Von Wal­ter Rohrbach — Ausser­halb der gesellschaftlichen Nor­men, des bürg­er­lichen Lebens schrieb der Mann mit der aussergewöhn­lichen Biogra­phie seine Krim­i­nal­ro­mane, die später Schweiz­er Lit­er­aturgeschichte schreiben soll­ten. Dass Innen­leben des Friedrich Glauser, dessen Biogra­phie selb­st sich wie ein Krim­i­nal­ro­man liest, wird nun in einem neuen Doku­men­tarfilm durch­leuchtet. Schon fast ein «Muss», über diesen Mann einen Film zu drehen, so scheint es. Glauser stirbt einen Tag vor sein­er Hochzeit. Frem­den­le­gion, Irre­nanstalt, Verzwei­flung und Dro­gen­sucht sind Sta­tio­nen eines bewe­gen­den Werde­ganges: «Ich werde von denen, die ein ger­ades Leben geführt haben ver­achtet, aber es gibt solche und solche Wege. Und ich glaube, ich habe stets das Pas­sagen­geld bezahlt», wird Glauser später sin­nieren. Ein Leben zwis­chen Psy­chi­a­trie, Anerken­nung, Exzessen und dem Schreiben. Er, Wel­tenbumm­ler, Getrieben­er und Aussen­seit­er, schreibt in seinen let­zten drei Leben­s­jahren fünf sein­er bekan­nten Romane, und bleibt in Erin­nerung als bekan­ntester Schweiz­er Krim­i­au­tor sein­er Zeit.

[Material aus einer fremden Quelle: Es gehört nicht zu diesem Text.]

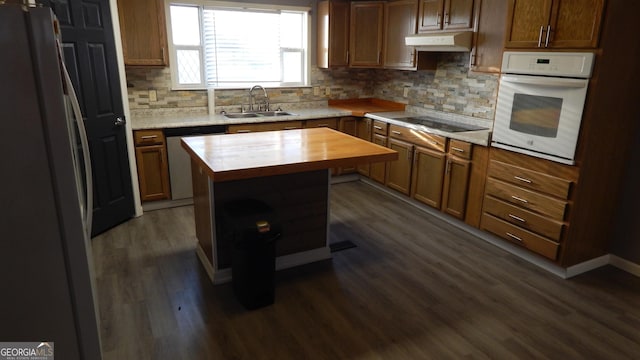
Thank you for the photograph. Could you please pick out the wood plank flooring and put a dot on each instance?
(413, 288)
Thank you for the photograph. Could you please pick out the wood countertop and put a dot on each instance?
(360, 107)
(249, 155)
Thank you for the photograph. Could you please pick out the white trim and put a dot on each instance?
(221, 276)
(131, 151)
(588, 265)
(564, 273)
(625, 265)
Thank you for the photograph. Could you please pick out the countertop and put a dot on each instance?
(478, 137)
(185, 119)
(249, 155)
(376, 109)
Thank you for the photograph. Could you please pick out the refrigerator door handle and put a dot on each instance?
(84, 141)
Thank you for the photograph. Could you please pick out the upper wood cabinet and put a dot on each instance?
(400, 21)
(489, 29)
(553, 23)
(366, 34)
(333, 33)
(445, 15)
(143, 32)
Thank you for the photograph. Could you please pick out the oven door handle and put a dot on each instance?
(545, 81)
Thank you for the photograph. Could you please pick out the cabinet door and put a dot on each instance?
(365, 45)
(153, 172)
(399, 171)
(454, 198)
(526, 22)
(348, 125)
(143, 32)
(378, 171)
(333, 33)
(363, 131)
(458, 14)
(400, 21)
(575, 24)
(553, 23)
(430, 15)
(428, 176)
(486, 55)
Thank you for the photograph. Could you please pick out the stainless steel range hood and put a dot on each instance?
(441, 41)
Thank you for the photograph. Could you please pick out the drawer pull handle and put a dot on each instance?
(523, 179)
(513, 237)
(519, 199)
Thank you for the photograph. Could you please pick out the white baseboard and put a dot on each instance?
(588, 265)
(624, 264)
(518, 251)
(222, 276)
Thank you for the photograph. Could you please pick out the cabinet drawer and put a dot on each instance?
(380, 127)
(420, 138)
(460, 149)
(148, 137)
(525, 238)
(527, 199)
(330, 123)
(530, 179)
(523, 218)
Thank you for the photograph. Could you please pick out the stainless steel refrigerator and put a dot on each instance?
(47, 290)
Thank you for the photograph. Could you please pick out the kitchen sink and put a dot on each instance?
(257, 114)
(274, 113)
(241, 115)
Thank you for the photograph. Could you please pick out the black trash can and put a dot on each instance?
(255, 229)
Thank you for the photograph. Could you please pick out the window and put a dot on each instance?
(225, 46)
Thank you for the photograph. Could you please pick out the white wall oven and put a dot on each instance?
(540, 103)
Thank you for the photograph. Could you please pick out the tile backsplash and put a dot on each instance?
(450, 88)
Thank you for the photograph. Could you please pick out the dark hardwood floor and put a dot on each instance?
(414, 287)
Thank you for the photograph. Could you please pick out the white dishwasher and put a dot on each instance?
(180, 161)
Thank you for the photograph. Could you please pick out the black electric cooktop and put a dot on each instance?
(438, 124)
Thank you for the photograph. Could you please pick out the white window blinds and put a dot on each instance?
(240, 47)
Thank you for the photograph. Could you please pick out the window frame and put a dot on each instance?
(306, 51)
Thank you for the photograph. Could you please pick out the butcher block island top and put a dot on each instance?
(249, 155)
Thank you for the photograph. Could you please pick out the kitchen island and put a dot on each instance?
(288, 170)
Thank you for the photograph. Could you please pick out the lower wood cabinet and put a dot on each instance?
(456, 183)
(528, 201)
(428, 176)
(456, 178)
(378, 171)
(153, 169)
(363, 131)
(399, 171)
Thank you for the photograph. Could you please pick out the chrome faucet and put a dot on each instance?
(252, 99)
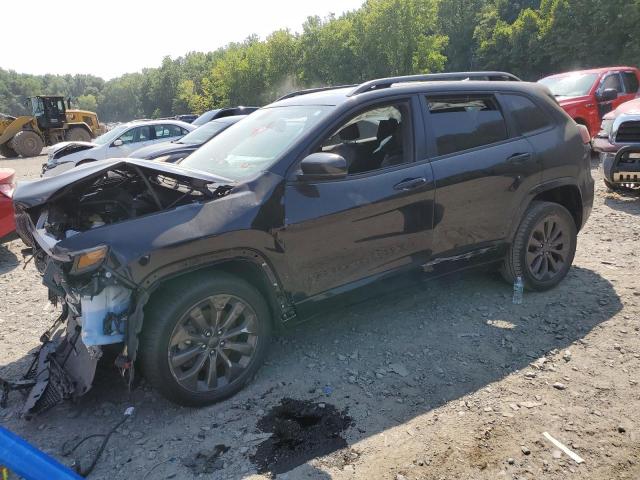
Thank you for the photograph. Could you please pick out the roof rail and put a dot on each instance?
(312, 90)
(433, 77)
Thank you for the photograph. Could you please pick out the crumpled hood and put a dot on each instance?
(29, 194)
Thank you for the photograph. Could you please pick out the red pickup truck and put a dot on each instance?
(587, 95)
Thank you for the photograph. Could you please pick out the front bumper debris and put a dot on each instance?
(623, 167)
(62, 369)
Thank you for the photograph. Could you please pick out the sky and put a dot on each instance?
(113, 37)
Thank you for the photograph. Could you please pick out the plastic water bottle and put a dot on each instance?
(518, 290)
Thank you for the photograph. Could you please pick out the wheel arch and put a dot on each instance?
(564, 192)
(248, 265)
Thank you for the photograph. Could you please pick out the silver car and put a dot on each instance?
(119, 142)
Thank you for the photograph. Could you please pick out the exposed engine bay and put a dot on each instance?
(117, 196)
(60, 219)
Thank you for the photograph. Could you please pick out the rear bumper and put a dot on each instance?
(622, 167)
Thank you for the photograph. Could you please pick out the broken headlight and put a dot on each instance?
(88, 260)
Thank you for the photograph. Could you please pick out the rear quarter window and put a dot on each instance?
(527, 116)
(465, 122)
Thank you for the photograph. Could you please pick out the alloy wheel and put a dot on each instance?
(548, 248)
(213, 343)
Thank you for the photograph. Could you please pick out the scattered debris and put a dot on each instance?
(206, 461)
(302, 430)
(574, 456)
(399, 369)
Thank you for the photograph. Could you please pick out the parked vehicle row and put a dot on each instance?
(190, 267)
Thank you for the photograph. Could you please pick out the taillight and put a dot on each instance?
(584, 133)
(7, 189)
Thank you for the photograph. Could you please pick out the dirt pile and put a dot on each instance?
(302, 430)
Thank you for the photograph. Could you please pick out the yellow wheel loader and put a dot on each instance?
(51, 122)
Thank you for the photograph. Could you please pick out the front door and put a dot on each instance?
(375, 221)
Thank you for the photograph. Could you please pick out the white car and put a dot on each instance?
(119, 142)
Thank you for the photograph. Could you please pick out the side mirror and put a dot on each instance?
(323, 166)
(608, 94)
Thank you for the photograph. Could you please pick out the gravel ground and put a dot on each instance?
(445, 380)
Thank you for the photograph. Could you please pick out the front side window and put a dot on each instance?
(527, 116)
(138, 134)
(465, 122)
(571, 85)
(611, 81)
(167, 131)
(257, 142)
(376, 138)
(630, 81)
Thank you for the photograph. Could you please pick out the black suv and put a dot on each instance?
(192, 267)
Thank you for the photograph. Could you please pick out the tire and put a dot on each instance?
(542, 257)
(77, 134)
(7, 152)
(27, 143)
(178, 338)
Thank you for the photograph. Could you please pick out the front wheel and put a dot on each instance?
(204, 338)
(543, 248)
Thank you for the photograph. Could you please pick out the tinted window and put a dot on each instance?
(612, 81)
(464, 122)
(376, 138)
(527, 116)
(630, 82)
(167, 131)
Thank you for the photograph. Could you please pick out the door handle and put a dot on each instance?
(518, 158)
(410, 183)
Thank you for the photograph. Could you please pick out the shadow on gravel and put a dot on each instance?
(381, 362)
(8, 260)
(628, 202)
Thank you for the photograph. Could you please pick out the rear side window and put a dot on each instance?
(464, 122)
(630, 82)
(527, 116)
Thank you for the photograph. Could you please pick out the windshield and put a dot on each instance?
(204, 133)
(574, 85)
(254, 144)
(111, 135)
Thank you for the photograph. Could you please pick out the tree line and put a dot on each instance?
(530, 38)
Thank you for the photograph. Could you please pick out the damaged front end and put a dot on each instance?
(69, 224)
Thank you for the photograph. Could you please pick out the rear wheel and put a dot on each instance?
(543, 248)
(27, 143)
(77, 134)
(7, 152)
(204, 338)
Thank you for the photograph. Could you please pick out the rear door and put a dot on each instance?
(482, 170)
(375, 221)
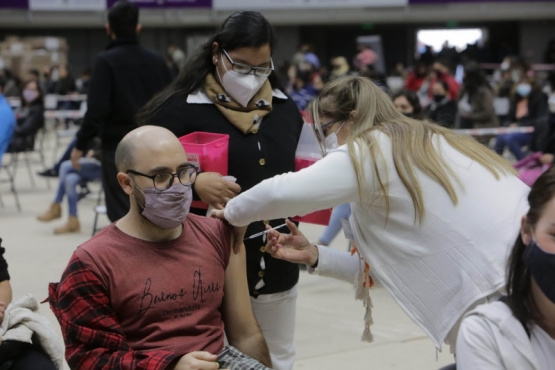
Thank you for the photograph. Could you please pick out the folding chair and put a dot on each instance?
(99, 209)
(11, 180)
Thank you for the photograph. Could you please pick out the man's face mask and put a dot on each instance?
(523, 89)
(438, 98)
(242, 82)
(542, 268)
(167, 208)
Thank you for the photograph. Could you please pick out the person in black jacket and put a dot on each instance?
(529, 108)
(229, 87)
(30, 118)
(442, 110)
(124, 78)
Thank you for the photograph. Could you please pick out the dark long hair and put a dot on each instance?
(241, 29)
(518, 275)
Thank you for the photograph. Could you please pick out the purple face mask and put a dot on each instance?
(167, 209)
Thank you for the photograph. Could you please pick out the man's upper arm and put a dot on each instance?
(237, 311)
(98, 103)
(91, 331)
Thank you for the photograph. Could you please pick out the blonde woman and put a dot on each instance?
(434, 214)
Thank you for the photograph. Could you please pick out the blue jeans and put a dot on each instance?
(331, 231)
(515, 141)
(69, 177)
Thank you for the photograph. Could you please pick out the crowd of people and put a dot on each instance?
(410, 186)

Geboren 1896 in Wien als Sohn eines Schweiz­er Lehrers (Charles Pierre Glauser) und ein­er gebür­ti­gen Öster­re­icherin (There­sia Glauser), weist das Leben von Friedrich Glauser schon sehr früh schmer­zliche Brüche auf. Als er vier Jahre alt ist stirbt seine Mut­ter, ein Schick­salss­chlag, an dem Friedrich noch lange lei­den wird. Eben­so früh zeigen sich schulis­che Prob­leme – beispiel­sweise als er die dritte Klasse des Gym­na­si­ums wieder­holen muss. Der Vater heiratet erneut, schei­det, und heiratet ein drittes Mal. Nun übern­immt die Gross­mut­ter die Erziehung des Jun­gen. Dies ohne Erfolg, denn Friedrich bren­nt nach Ungarn durch. Als Reak­tion erfol­gt die Ein­quartierung in ein Erziehung­sheim. Auch dies ohne die erhoffte Wirkung: Der impul­sive Glauser ver­set­zt einem Latein­lehrer einen Hieb. Der Super­gau in der dama­li­gen Zeit des hier­ar­chis­chen Schul­sys­tems, denn wir schreiben das Jahr 1910, und Kuschelpäd­a­gogik gibt es damals höch­stens in der The­o­rieform. Wie eine grosse Mis­ser­fol­gs­geschichte liest sich bis dahin die Biogra­phie dieses jun­gen Mannes, der, getrieben von inner­er Unruhe, seinen Weg nicht zu find­en schien. Doch gab es auch Licht­blicke und Bestre­bun­gen, der Tragik zu entkom­men. Friedrich ging frei­willig nach Zürich, um am Min­er­va-Insti­tut auf dem zweit­en Bil­dungsweg seine Matu­ra zu absolvieren. Eben­so fol­gten Nieder­la­gen und Exzesse: Nach nur einem Semes­ter Abbruch des Chemies­tudi­ums, dafür aber Dada. 1917 lernt Glauser Kün­stler der Dada Bewe­gung ken­nen, und verkehrt in diesen Kreisen. Zudem begin­nt bei Glauser ca. um diese Zeit – seinem 21. Leben­s­jahr – die Mor­phi­um­sucht, die ihn von nun an ständig begleit­en und einen zen­tralen Platz in seinem Leben ein­nehmen wird. Sie zwingt Glauser eine vom Wech­sel zwis­chen Internierung und Frei­heit geprägte Lebens­führung auf. Ein bürg­er­lich­es Leben scheint für Glauser nicht erre­ich­bar. Mit grossem Erfind­ungsre­ich­tum beschafft er sich jew­eils sein Mor­phi­um, und ver­mag sein Umfeld geschickt zu täuschen.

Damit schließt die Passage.